Die Maßnahmen sind Teil eines umfassenden Effizienzprogramms, das die Wettbewerbsfähigkeit der Bajaj Mobility AG stärken soll. Durch die Straffung von Strukturen und die Fokussierung auf das Kerngeschäft sollen die Fixkosten gesenkt und die internationalen Standorte optimiert werden. Die Unterstützung durch die Bajaj Auto International Holdings B.V., den Mehrheitsgesellschafter, unterstreicht die internationale Bedeutung und die Ambitionen des Unternehmens.

Vergleich mit anderen Bundesländern

In Österreich sind Unternehmensrestrukturierungen keine Seltenheit. Ein ähnliches Szenario spielte sich in Oberösterreich bei der Voestalpine AG ab, als diese 2023 eine Umstrukturierung ankündigte, die ebenfalls mit einem erheblichen Stellenabbau verbunden war. Solche Maßnahmen sind oft notwendig, um den Herausforderungen des globalen Marktes zu begegnen und die Wettbewerbsfähigkeit zu sichern.

Ein Blick in die Zukunft

Die Zukunft der Bajaj Mobility AG sieht trotz der aktuellen Herausforderungen vielversprechend aus. Mit einer klaren Fokussierung auf das Segment der Motorräder und einer Reduzierung der Komplexität in der Modellpalette, der IT und der Organisation, strebt das Unternehmen an, wieder zu einem der führenden Motorradhersteller der Welt zu werden. Die Erfolge im Motorsport, mit 29 gewonnenen Meisterschaften im Jahr 2025, sind ein Beweis für das Potenzial der Marke KTM.

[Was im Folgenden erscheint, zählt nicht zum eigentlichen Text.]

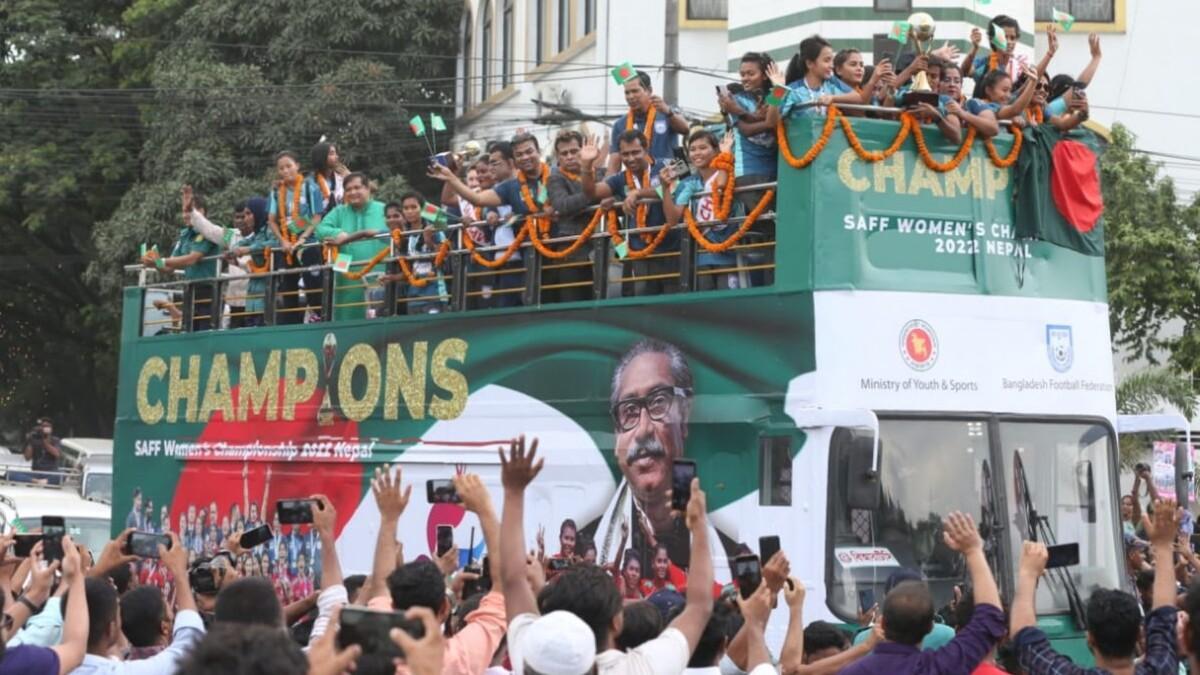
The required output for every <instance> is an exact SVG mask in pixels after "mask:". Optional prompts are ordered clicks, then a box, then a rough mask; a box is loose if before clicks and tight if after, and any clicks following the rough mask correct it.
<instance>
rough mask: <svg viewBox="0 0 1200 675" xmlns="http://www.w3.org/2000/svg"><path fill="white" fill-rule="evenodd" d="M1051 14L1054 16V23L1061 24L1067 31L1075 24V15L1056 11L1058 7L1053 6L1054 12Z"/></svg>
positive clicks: (1063, 28) (1051, 15)
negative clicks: (1054, 7) (1067, 30)
mask: <svg viewBox="0 0 1200 675" xmlns="http://www.w3.org/2000/svg"><path fill="white" fill-rule="evenodd" d="M1051 16H1052V18H1054V23H1056V24H1058V25H1061V26H1062V29H1063V30H1068V31H1069V30H1070V28H1072V26H1073V25H1075V17H1073V16H1070V14H1068V13H1067V12H1061V11H1058V7H1055V8H1054V13H1052V14H1051Z"/></svg>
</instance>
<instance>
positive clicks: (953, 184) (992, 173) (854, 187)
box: [838, 148, 1009, 199]
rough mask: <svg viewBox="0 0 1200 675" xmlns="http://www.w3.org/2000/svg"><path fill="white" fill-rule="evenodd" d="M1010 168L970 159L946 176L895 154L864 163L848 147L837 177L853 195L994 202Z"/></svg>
mask: <svg viewBox="0 0 1200 675" xmlns="http://www.w3.org/2000/svg"><path fill="white" fill-rule="evenodd" d="M1008 175H1009V169H1002V168H997V167H996V166H994V165H992V163H991V162H990V161H986V160H985V159H983V157H971V161H970V162H962V163H961V165H960V166H959V167H958V168H955V169H953V171H948V172H946V173H938V172H934V171H930V169H929V167H926V166H925V165H924V163H923V162H920V161H918V160H917V159H916V155H906V154H904V153H896V154H894V155H892V156H890V157H888V159H886V160H881V161H878V162H863V161H860V160H859V159H858V156H857V155H856V154H854V150H853V149H851V148H847V149H846V150H842V153H841V155H840V156H839V157H838V178H839V179H841V184H842V185H845V186H846V187H847V189H848V190H851V191H853V192H866V191H868V190H874V191H875V192H877V193H880V195H908V196H916V197H960V196H961V197H971V198H976V199H979V198H986V199H995V198H996V195H997V193H1000V192H1003V191H1004V190H1007V189H1008Z"/></svg>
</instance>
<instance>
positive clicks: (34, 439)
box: [23, 417, 62, 485]
mask: <svg viewBox="0 0 1200 675" xmlns="http://www.w3.org/2000/svg"><path fill="white" fill-rule="evenodd" d="M23 454H24V455H25V459H28V460H29V461H30V468H31V470H32V471H34V472H35V473H34V474H31V476H30V482H32V483H40V484H49V485H58V484H59V483H61V482H62V477H61V476H59V474H58V472H59V468H60V467H59V462H60V460H61V458H62V438H59V437H58V436H55V435H54V425H53V424H52V423H50V418H48V417H43V418H40V419H38V420H37V424H36V425H35V426H34V429H32V430H30V431H29V434H25V448H24V450H23Z"/></svg>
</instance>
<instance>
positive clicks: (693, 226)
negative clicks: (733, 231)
mask: <svg viewBox="0 0 1200 675" xmlns="http://www.w3.org/2000/svg"><path fill="white" fill-rule="evenodd" d="M731 183H732V181H731ZM774 197H775V191H774V190H767V192H764V193H763V196H762V198H761V199H758V204H757V205H755V208H754V210H751V211H750V214H749V215H746V217H745V220H744V221H742V226H740V227H738V229H737V232H734V233H733V234H731V235H730V238H728V239H726V240H725V241H720V243H714V241H709V240H708V238H707V237H704V233H703V232H701V231H700V225H698V223H697V222H696V216H695V215H692V213H691V209H689V208H684V210H683V220H684V222H686V223H688V232H689V233H690V234H691V238H692V239H695V240H696V244H700V247H701V249H703V250H706V251H708V252H709V253H721V252H725V251H727V250H730V249H731V247H732V246H733V245H734V244H737V243H738V240H739V239H742V235H743V234H745V233H746V231H748V229H750V227H751V226H752V225H754V223H755V221H756V220H758V216H761V215H762V213H763V211H764V210H767V205H768V204H770V201H772V199H773V198H774ZM721 220H725V219H721Z"/></svg>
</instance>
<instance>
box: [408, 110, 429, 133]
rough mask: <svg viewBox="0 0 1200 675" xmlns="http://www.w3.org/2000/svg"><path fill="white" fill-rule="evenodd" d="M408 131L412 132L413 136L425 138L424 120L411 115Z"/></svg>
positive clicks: (424, 128) (415, 115) (416, 115)
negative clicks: (412, 130)
mask: <svg viewBox="0 0 1200 675" xmlns="http://www.w3.org/2000/svg"><path fill="white" fill-rule="evenodd" d="M408 129H410V130H413V136H425V120H422V119H421V115H413V119H410V120H408Z"/></svg>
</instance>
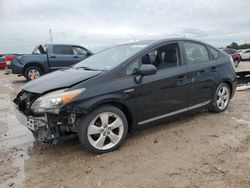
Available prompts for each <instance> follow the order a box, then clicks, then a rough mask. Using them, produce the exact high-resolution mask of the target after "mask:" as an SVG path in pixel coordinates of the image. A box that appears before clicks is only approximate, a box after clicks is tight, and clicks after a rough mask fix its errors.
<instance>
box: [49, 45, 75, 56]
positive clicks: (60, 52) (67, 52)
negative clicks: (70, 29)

Experten sind optimistisch, dass die Restrukturierung langfristige Vorteile bringen wird. Dr. Hans Müller, ein fiktiver Wirtschaftsexperte, erklärt: „Die Maßnahmen der Bajaj Mobility AG könnten als Vorbild für andere Unternehmen dienen, die mit ähnlichen Herausforderungen konfrontiert sind. Die Fokussierung auf Kernkompetenzen und die Reduzierung der Kosten sind entscheidende Faktoren für den Erfolg in einem wettbewerbsintensiven Markt.“

Politische und wirtschaftliche Zusammenhänge

Die Restrukturierung der Bajaj Mobility AG erfolgt in einem komplexen politischen und wirtschaftlichen Umfeld. Die österreichische Regierung beobachtet die Entwicklungen in der Industrie genau, da solche Maßnahmen erhebliche Auswirkungen auf den Arbeitsmarkt und die regionale Wirtschaft haben können.

Der Druck auf Unternehmen, effizienter zu arbeiten und sich an die sich schnell ändernden Marktbedingungen anzupassen, wächst. Die Unterstützung durch starke Mehrheitsgesellschafter wie die Bajaj Auto International Holdings B.V. ist entscheidend, um die notwendigen Veränderungen erfolgreich umzusetzen.

Fazit

Die Bajaj Mobility AG steht vor einer entscheidenden Phase ihrer Unternehmensgeschichte. Die eingeleiteten Maßnahmen sind nicht nur ein Zeichen für den Willen, sich den Herausforderungen zu stellen, sondern auch für die Entschlossenheit, das Unternehmen auf einen nachhaltigen Erfolgskurs zu bringen. Die kommenden Jahre werden zeigen, ob die Strategie der Vereinfachung und Fokussierung die erhofften Ergebnisse bringt.

Für weitere Informationen besuchen Sie die Website der Bajaj Mobility AG.